- Born: June 11, 1956 Lafayette, Louisiana, U.S.
- Died: September 12, 2009 (aged 53) Santa Fe, New Mexico, U.S.
- Education: University of Louisiana, Lafayette (BA, MA) Tulane University (PhD)
- Political party: Republican
- Relatives: Branch Rickey (uncle)

= Elizabeth Rickey =

American academic (1956–2009)

Elizabeth "Beth" Rickey (June 11, 1956 – September 12, 2009) was an American activist and leader in the anti-racism and anti-discrimination movement. Her efforts specifically focused on exposing former neo-Nazi and Ku Klux Klan leader David Duke.

== Early life and education ==
Elizabeth Rickey was born on June 11, 1956, in Lafayette, Louisiana, to Horace B. Rickey Jr., a United States Army lieutenant colonel in World War II, and his wife Flora Ann Womback. She had a brother named Robert and her uncle, Branch Rickey, was the first to sign an African American baseball player, Jackie Robinson, to an MLB team. The family was traditionally Republican and had a moral opposition to racial prejudice.

She attended what is now the University of Louisiana at Lafayette, where she received a Master of Arts degree in government, and Tulane University, where she earned a PhD in political science.

== Career ==
Rickey's father was a member of the Louisiana Republican State Central Committee, and in 1988 Rickey also become a member. After hearing David Duke speak on several occasions and one journalist familiar with Rickey noted that she recognized “that Duke was both more sinister than ordinary redneck racists and far more politically savvy." She felt that when he spoke, people could not always sense the racism in his words and as such, would not be able to see his true nature and danger.

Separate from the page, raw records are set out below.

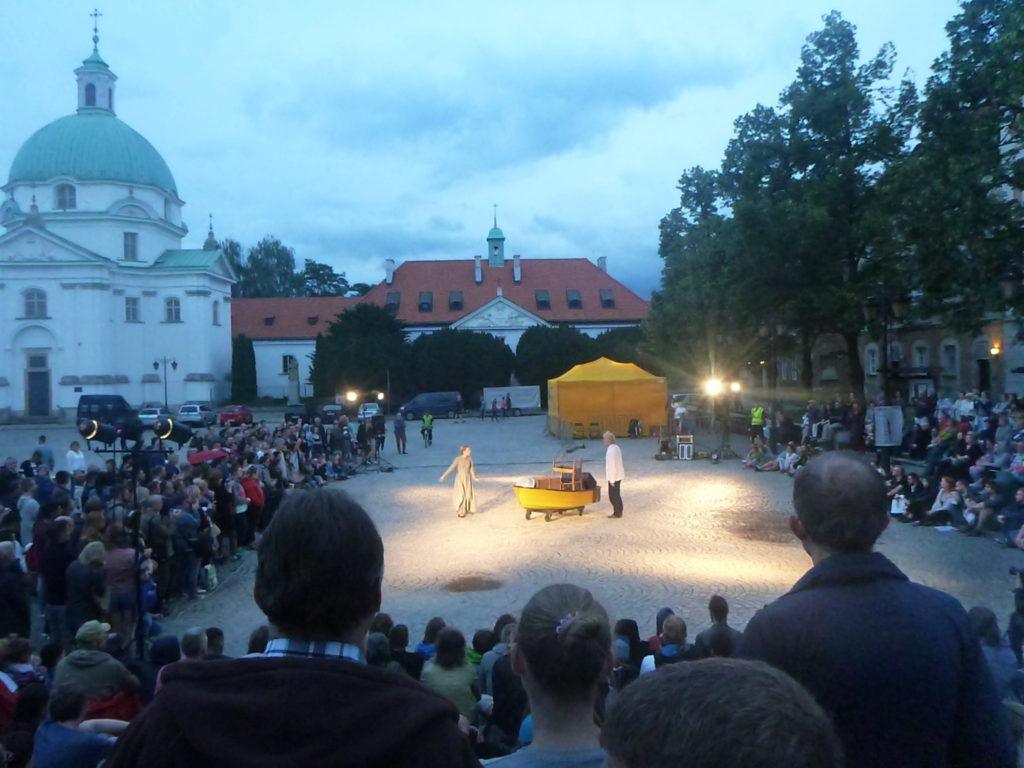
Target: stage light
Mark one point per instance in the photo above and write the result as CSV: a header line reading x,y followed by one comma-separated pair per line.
x,y
713,387
168,429
91,429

After the Louisiana Coalition Against Racism and Nazism was formed in March 1990 by Lance Hill, Lawrence N. Powell, Jane Buchsbaum, and James Stovall, a minister from Baton Rouge, Rickey quickly joined.

=== Exposing David Duke ===
Rickey strongly disagreed with David Duke and viewed him as a sinister person. She stated that he was "a racial ideologue of a type that I have yet to encounter in my entire lifetime," and stated that he was worse than George Wallace and that he is "truly a type that one would find in the 1930s in Germany. He sees himself at this Messiah, that he's going to save the white race". Duke described his time in the Ku Klux Klan as a "youthful indiscretion" and after he was elected to the Louisiana House of Representatives as a Republican, Rickey began following Duke and recording what he stated at public gatherings. She began with a gathering of the Populist Party that was attended by Art Jones, whose hand Duke shook, and by people openly identifying as skinheads and members of the Ku Klux Klan. During his speech he described his win as a "victory for the white majority" and when Rickey's recording was later aired, Duke described the meeting as a conservative, anti-tax rally.

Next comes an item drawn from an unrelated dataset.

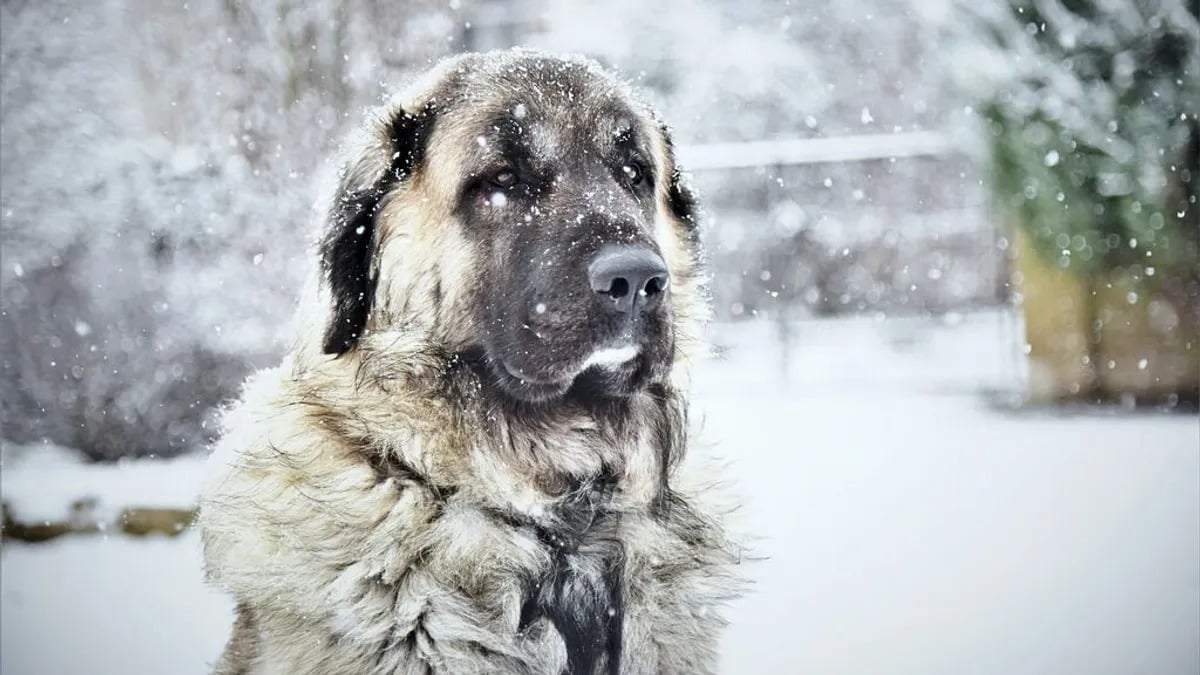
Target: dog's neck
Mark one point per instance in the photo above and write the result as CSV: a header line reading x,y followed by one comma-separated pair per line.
x,y
461,434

After learning of Rickey, Duke attempted to change her mind by inviting her to lunch, where he tried to convince her that the Holocaust had never happened, Jews in the concentration camps died of starvation, and warned her of the atrocity of mixing races. She took notes during the meeting, which led into her recording of the Populist Party gathering. Duke lost the 1991 election to Governor Edwin Edwards, with only 38.8% of the vote.

=== Awards and honors ===
In 1991, Elizabeth Rickey was nominated by the American Jewish Committee and won the Cavallo Foundation Award, which is given to people who go to great lengths to help and protect society at the risk of their own personal safety. In 2000, nine years before her death, Rickey was inducted into the Louisiana Center for Women in Government and Business Hall of Fame.

The Bard Center for the Study of Hate has created an award named after Rickey, the Beth Rickey Award, which is awarded to an individual who takes extreme action against hate in the world.

== Personal life ==
After exposing David Duke, Rickey traveled the world and converted to Catholicism, after which she became more focused on religion. She was also diagnosed with Crohn's disease and on September 12, 2009, Rickey died in Santa Fe, New Mexico, as a result of Crohn's disease and a virus she caught during a mission trip to Mexico.